Monday, July 11, 2011
Please don’t eat the flowers
I’m on a “low-residue diet.” What that means, basically, is do the opposite of everything else you’ve been trained to do. No fresh fruits or vegetables. No raw vegetables, only frozen, canned, or “well cooked” peeled vegetables like the pieces of carrot that show up in cans of chicken soup. No skins, seeds, or nuts. No dried fruit. Ripe banana only. Pasta made from refined flour… What kind of bread do you want? Whole wheat, of course. No, excuse me – how silly of me – make that white.
Well-cooked meat is okay. Actually I don’t eat that much meat, but when I do one thing I don’t want is “well-cooked.” How about hotdogs? Absolutely no hotdogs.
No whole grain cereals, such as real oatmeal.
But cake, pastry, ice cream? That’s fine. Chocolate, no. But ice cream, yes. How do you draw that line?
All that stuff that’s growing out back in the vegetable garden? Forget it. Just as things are getting good.
So now I tend the garden and pick greens and berries for Anne and Saul. (Full disclosure requires me to point out that Anne spends much of Saturday cooking blender soups such as carrot dill for me to eat all week.)
It’s raspberry time. We have lots of red and black raspberries this month. The bushes keep pushing out anything that’s growing near them and have probably smothered some of the strawberries underfoot, just as I warned, but in their season they are abundant and brightly colored and cheerful. Anne bakes a pie of at least four different kinds of berries, the black and red raspberries, mulberries from a tree in our yard, and some store-bought blueberries. It looks good enough to eat –
Sorry! And I quote, “No berries of any kind.”
It’s a mixed up, muddled up, shook up world (that’s a quote too), when I have to eat only processed foods, and abjure the company of all things fresh and natural, in order to cure myself of a disease. Well, more exactly, to lower the unpleasant side effects from the radiation treatments to cure a disease.

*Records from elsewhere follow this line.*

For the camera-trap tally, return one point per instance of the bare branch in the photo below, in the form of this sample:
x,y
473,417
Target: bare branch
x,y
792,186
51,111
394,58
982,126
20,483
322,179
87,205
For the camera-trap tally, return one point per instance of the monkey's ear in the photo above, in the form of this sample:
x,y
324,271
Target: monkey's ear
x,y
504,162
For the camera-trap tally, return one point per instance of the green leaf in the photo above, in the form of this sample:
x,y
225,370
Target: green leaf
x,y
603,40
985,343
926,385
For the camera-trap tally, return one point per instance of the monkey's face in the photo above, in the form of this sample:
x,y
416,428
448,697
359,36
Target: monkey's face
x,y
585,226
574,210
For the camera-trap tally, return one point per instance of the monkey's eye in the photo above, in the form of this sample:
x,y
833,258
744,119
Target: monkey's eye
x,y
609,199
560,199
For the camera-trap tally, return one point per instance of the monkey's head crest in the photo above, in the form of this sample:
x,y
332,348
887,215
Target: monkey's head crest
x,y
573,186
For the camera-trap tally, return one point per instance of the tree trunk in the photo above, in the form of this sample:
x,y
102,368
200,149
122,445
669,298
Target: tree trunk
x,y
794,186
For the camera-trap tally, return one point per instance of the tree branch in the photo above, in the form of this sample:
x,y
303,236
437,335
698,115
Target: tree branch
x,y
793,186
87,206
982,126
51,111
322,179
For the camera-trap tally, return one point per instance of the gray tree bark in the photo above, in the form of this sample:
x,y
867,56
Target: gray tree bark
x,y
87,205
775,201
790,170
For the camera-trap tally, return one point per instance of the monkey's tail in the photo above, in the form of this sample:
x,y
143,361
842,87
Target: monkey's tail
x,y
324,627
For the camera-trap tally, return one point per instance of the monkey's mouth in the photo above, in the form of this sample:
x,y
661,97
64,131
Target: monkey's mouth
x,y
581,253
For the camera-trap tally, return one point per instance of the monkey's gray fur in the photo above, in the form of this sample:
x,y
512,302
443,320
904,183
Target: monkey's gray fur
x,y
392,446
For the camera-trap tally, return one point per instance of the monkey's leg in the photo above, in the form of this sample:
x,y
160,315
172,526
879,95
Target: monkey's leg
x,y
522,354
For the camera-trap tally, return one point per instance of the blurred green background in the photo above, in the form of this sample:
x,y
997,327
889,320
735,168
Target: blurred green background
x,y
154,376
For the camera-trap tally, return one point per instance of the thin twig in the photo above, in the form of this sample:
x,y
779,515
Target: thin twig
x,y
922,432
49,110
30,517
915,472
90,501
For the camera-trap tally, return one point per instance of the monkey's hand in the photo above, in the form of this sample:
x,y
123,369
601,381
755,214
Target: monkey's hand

These treatments are curiously timed to last through the fresh produce season. Corn on the cob? Don’t even think of it. Chunky tomato sauce? Salsa? It is to cry.
The tomatoes are getting big, though still green. Some sweet peppers are full size; some chilis need a few more sunny days to turn red. Zucchinis and cucumbers are on their way. Green beans to follow. We’ve picking leaf lettuce for months. Peas for a week. Somebody needs to do something with the cilantro.
It’s hard enough to give up recreational eating. When you can’t eat the healthy things growing in the backyard, you know that somewhere the universe is laughing at you.